### Pedalcast: Predicting daily bike usage for each station - Forecasting Notebook

#### Imports

In [39]:
import numpy as np
import pandas as pd
import plotly.express as px

from collections import defaultdict
from itertools import groupby
from operator import itemgetter
import joblib
from functions.features import create_features

In [40]:
daily_counts = pd.read_csv('data/daily_counts_with_weather.csv')
daily_counts['date'] = pd.to_datetime(daily_counts['date'])
daily_counts.head()

Unnamed: 0,start_station_id,start_station_name,date,trip_count,temp,humidity,precip,snow,windspeed,visibility,cloudcover
0,A32000,Fan Pier,2023-07-01,30,19.3,93.5,0.0,0.0,20.3,4.8,90.6
1,A32000,Fan Pier,2023-07-02,20,20.9,89.9,8.278,0.0,28.9,7.6,98.5
2,A32000,Fan Pier,2023-07-03,28,20.4,89.4,14.249,0.0,18.0,10.4,89.5
3,A32000,Fan Pier,2023-07-04,35,20.1,94.4,12.163,0.0,16.4,12.0,96.0
4,A32000,Fan Pier,2023-07-05,41,23.9,78.4,0.0,0.0,17.8,13.3,53.3


#### Detecting Seasonal Inactivity

To avoid forecasting for stations during periods when they’ve never been active, we identify seasonal inactivity as follows:

1. Normalize across years: Add `dayofyear` and `year` to align activity by calendar day.
2. Build activity matrix: Mark each station-day as active if `trip_count > 0`.
3. Invert to inactivity: Identify days that were never active across any year.
4. Group into spans: Detect consecutive inactive days and retain blocks ≥ 45 days.
5. Store results: Save (start_day, end_day) tuples per station to filter future forecasts.
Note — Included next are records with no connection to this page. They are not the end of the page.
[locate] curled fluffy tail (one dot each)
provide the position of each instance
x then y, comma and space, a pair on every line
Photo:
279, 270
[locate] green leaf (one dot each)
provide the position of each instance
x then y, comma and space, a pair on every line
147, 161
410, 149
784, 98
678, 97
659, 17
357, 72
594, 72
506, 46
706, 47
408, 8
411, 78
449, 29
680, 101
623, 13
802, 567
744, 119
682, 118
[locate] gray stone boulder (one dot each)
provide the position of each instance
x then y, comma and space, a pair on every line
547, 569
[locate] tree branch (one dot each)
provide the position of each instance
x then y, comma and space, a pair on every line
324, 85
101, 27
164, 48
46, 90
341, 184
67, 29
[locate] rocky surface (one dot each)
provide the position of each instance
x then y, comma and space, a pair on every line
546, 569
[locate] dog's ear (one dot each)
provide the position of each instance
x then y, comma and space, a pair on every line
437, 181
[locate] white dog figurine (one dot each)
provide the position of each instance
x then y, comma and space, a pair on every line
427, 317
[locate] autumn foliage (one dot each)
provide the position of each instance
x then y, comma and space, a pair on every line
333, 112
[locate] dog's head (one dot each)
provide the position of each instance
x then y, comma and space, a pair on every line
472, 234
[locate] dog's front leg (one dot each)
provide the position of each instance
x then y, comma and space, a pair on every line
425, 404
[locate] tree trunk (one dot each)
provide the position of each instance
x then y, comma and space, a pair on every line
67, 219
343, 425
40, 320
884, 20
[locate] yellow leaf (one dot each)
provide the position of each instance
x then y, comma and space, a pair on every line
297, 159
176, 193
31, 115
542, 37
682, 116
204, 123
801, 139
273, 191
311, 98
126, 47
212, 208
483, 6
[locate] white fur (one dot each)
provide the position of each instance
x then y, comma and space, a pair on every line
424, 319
This avoids predictions during seasonal closures (e.g. winter) while still allowing forecasts for newer stations.

In [41]:
# 1. Create a 'day of year' column to normalize across years
daily_counts['dayofyear'] = daily_counts['date'].dt.dayofyear
daily_counts['year'] = daily_counts['date'].dt.year

# 2. Pivot: For each station and dayofyear, see if there was *any* activity
activity_matrix = (
    daily_counts.groupby(['start_station_id', 'year', 'dayofyear'])['trip_count']
    .sum()
    .reset_index()
)

# 3. Mark whether activity occurred (1) or not (0)
activity_matrix['active'] = activity_matrix['trip_count'] > 0

# 4. Aggregate across all available years: was a station ever active on this day?
ever_active = (
    activity_matrix
    .groupby(['start_station_id', 'dayofyear'])['active']
    .any()
    .unstack(fill_value=False)  # rows: stations, columns: 1–366
)

# 5. Find periods where the station was *never* active on any year
never_active = ~ever_active  # Flip to inactivity

# 6. Detect continuous inactivity spans (e.g., 11/14 to 3/14 ~ days 318–73)
seasonal_inactivity = defaultdict(list)

for station_id, inactive_days in never_active.iterrows():
    inactive_doys = inactive_days[inactive_days].index.tolist()

    if not inactive_doys:
        continue

    # Group consecutive dayofyear values

    for k, g in groupby(enumerate(inactive_doys), lambda x: x[1] - x[0]):
        block = list(map(itemgetter(1), g))
        if len(block) >= 45:  # Only consider "seasonal" if >45 days
            seasonal_inactivity[station_id].append((block[0], block[-1]))

# 7. Show some examples
for station, blocks in list(seasonal_inactivity.items())[:5]:
    print(f"{station}: inactive blocks → {blocks}")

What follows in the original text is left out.